Ajanımız masaldandır...
En şöhretli olanından başlayalım, Thomas Edward Lawrence:
Namı diğer “Arabistanlı Lawrence”. Yarbay rütbesinde bir subay. Bir askeri stratejist. Aynı zamanda bir arkeolog. Bilgeliğin Yedi Sütunu’nun yazarı. Kendi milleti ve devletinin layık gördüğü sayısız madalyanın sahibi; İngilizlerin “halk kahramanı” ...
***
Gevork Vartanyan:
Bir James Bond değil ama “efsanevi” diye anılıyor.
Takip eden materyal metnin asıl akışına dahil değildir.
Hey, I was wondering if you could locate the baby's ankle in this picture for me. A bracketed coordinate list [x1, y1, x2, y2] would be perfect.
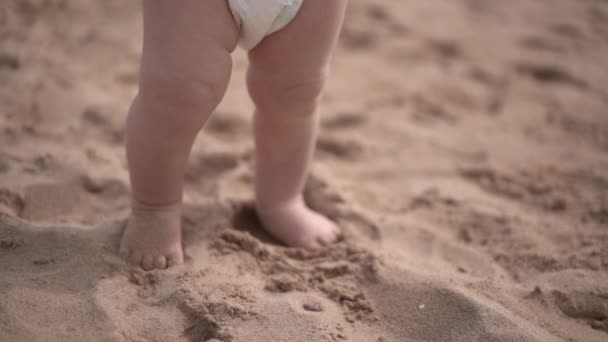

Babası Tahran’da Sovyetler adına çalışan bir istihbaratçıyken 16 yaşında “Moskova’dan gelen talimatla” İngiliz istihbarat okuluna katıldı ve buradan mezun olup Sovyetler’e gönderilen İngilizlerin yakalanmasını sağladı. Medvedev’in ifadesiyle çeşitli ülkelerde “mükemmel operasyonlara imza attı”. Nazilerin, Roosevelt ve Stalin’e
suikast girişimlerini engelledi. O da “halk kahramanı”.
***
Nathan Safferstein:
Ailesi 2. Dünya Savaşı’nda atom bombası yapımı için başlatılan “Manhattan Projesi”nde görevliydi. 21 yaşında Hiroşima’ya atılan bombaya adını yazdırdı. Bomba yapımı sırasında sırların açığa çıkmamasını sağlayan ve gerekli uranyumun teslimatını yapan kişiydi. O da “halk kahramanı”.
***
Nathan Hale:
Yale mezunu, çok iyi eğitimli genç bir “vatansever”. ABD’nin ilk “istihbarat operasyonları”nı yapan birkaç kişiden biri. Deşifre edilince 21 yaşında idam edildi. ABD’nin birçok yerine -ki biri CIA binasının önü- “heykelleri” dikildi. Tahmin etmişsinizdir, kendisi bir “halk kahramanı”.
***
Gertrude Margaret Lowthian Bell:
Oxford’u birincilikle bitiren ilk kadın. Saygın bir ailenin kızı. İngilizlerin Orta Doğu politikalarının teorisyenlerin biri. Sahada uygulama aşamasında da bizzat görev aldı. Anadolu’da önemli arkeolojik kazılar yaptı. Hayatının önemli bir bölümünü Arap coğrafyasında geçirdi. Araplar tarafından “Irak’ın taçsız kraliçesi” ilan edilecek kadar içlerine girdi. Türklere karşı başlatılan isyanları organize etti. Paris Konferansı’nın delegelerinden biriydi. Sadece kendi halkının değil trajikomik ama “bölüp-parçaladığı” coğrafyanın da “kahramanı” olmuş kişi!
***
Alger Hiss:
Önce John Hopkins Üniversitesi’ni sonra da Harvard Hukuk’u bitirdi. Birçok bakanlıkta görev aldı. Tarihi Yalta Konferansı’nda Roosevelt’in danışmanıydı. BM Genel Sekreterliği, Carnegie Uluslararası Barış Fonu Başkanlığı yaptı. Sonraları ABD Başkanı olacak Richard Nixon’u parlatan kişilerden biriydi.
***
Bunlar “Batı’nın ajanları”.
Ve bu da bizden:
Ahmet Esat Tomruk:
Hafif sıklet boks şampiyonuydu. Galatasaray Lisesi’nden sonra İngiltere’de Navy College’da okudu. Fransızca, İtalyanca, Rumca ile birlikte birçok İngiliz’den daha iyi İngilizce konuşuyordu; “İngiliz Kemal” olarak tanındı. Teşkilat-ı Mahsusa’ya üye oldu. Uzun süre “çetecilik” eğitimi aldı. Kutulammare’den Atina’ya bir çok yerde görev yaptı, hapishanelere, düşmanın askeri karargâhlarına sızdı.
***
Sözün özü:
“Kukla”, “maşa” neyse de öyle omuzları düşür, kolları sıva, bir iki bağır-çağırla olmuyor ajanlık.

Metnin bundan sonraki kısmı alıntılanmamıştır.